The other players had just left. I had closed in prayer at the end of another Baseball Chapel time, but he stayed. Looking up at me he said, “You’re from a Jewish background, right? How does that work, your becoming a believer?” I gave him the condensed version of how I came to the Lord almost forty years ago. Then he expressed his frustration with his life. That’s probably why he had stayed. I had taught on Joseph and how his ability to focus on God’s goodness amidst his terrible circumstances not only had sustained him through great difficulties but allowed him to remain free of bitterness and be a blessing to others. All of professional sports is full of dashed dreams, but in the league in which I minister players more regularly find themselves dangerously close to the precipice of despair. “What am I doing here?” he asked me. There are the really young guys fresh out of college for whom this is their first pro gig. They probably just missed being drafted by a Major League club and are waiting for their big break. Then there are the veterans. They’ve been around for the long haul, had a year or two in the majors, or the minors at least. They would rather play baseball in an independent league than not at all. But then there are those like the player I was talking to. Still relatively young, but getting to the stage where the door to greatness is just about closed. “What am I doing here?”

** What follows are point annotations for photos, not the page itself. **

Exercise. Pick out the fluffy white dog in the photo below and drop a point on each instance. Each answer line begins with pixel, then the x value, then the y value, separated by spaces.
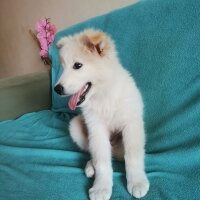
pixel 112 110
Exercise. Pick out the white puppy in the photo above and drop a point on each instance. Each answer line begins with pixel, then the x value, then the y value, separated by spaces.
pixel 112 110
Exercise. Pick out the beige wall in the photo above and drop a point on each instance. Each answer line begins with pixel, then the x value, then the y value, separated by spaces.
pixel 18 52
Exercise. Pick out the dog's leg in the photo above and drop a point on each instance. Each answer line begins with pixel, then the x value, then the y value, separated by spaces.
pixel 133 138
pixel 89 169
pixel 100 149
pixel 78 132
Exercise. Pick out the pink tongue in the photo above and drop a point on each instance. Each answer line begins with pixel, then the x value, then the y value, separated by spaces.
pixel 74 99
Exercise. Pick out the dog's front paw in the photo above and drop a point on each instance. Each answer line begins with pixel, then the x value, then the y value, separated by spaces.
pixel 100 192
pixel 89 169
pixel 138 188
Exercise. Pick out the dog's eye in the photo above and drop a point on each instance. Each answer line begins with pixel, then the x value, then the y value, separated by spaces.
pixel 77 65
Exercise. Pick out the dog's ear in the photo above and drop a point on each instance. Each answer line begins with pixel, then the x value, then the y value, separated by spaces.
pixel 95 41
pixel 61 42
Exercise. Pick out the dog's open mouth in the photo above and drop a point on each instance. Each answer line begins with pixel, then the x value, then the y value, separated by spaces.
pixel 79 97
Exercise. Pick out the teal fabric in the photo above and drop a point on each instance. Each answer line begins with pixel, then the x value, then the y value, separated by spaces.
pixel 159 43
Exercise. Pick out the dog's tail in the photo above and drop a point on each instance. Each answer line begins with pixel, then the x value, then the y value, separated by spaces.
pixel 78 132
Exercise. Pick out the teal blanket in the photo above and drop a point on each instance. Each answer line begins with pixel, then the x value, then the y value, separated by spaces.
pixel 159 43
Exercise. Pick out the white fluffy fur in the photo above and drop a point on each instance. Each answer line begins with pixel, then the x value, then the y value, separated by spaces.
pixel 113 103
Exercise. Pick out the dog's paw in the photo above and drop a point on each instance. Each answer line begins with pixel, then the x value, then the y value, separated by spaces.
pixel 100 193
pixel 89 169
pixel 138 188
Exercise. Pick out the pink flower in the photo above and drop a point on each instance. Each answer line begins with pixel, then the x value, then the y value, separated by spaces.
pixel 43 53
pixel 45 33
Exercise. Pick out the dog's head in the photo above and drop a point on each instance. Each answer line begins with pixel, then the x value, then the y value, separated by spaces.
pixel 87 59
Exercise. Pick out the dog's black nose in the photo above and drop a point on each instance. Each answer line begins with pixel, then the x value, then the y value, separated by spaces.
pixel 59 89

So we talked about Joseph whose dreams appeared to be even more impossible. God seemed to indicate he would be a ruler one day. Instead, he was sold by his own brothers as a slave and eventually ended up spending years in a dungeon for something he hadn’t done. “What am I doing here?” And then there’s David, called to be King, given an early promotion to the King’s court, but it wasn’t too long before he was running for his life from that same King, living in caves. “What am I doing here?”
“Hold on to your God-given dreams,” I say. “Keep your eyes on him, and wait and see what he will do.” Then I prayed God’s blessing on his life, that he would stay close to the Lord and that he would be a blessing to others.
I am no professional athlete, but I knew exactly what he was feeling, having a dream and wondering what in the world is going on. As I was teaching on Joseph and referred to being overlooked, getting the wrong end of the stick, having unrealized expectations, I knew what I was talking about. Been there. The encouragement to be like Joseph was not just for the players. I was preaching to myself.
For me, enough time has gone by to learn how this works. The road to the destination God calls us to takes all sorts of dips and turns along the way. When we are younger we don’t realize how much we actually need time to get ready for what God has in store. It also takes time for our God-given dreams to be sufficiently clarified. We are too quick to determine where we think God is leading us. Only God sees the whole picture of our lives. But even as we struggle down the twisty road of life, he is faithful. As I quoted when I spoke on Joseph, “And we know that for those who love God all things work together for good, for those who are called according to his purpose” (Romans 8:28). When we are in right relationship with God, it doesn’t matter what the world throws our way, God’s goodness will always prevail.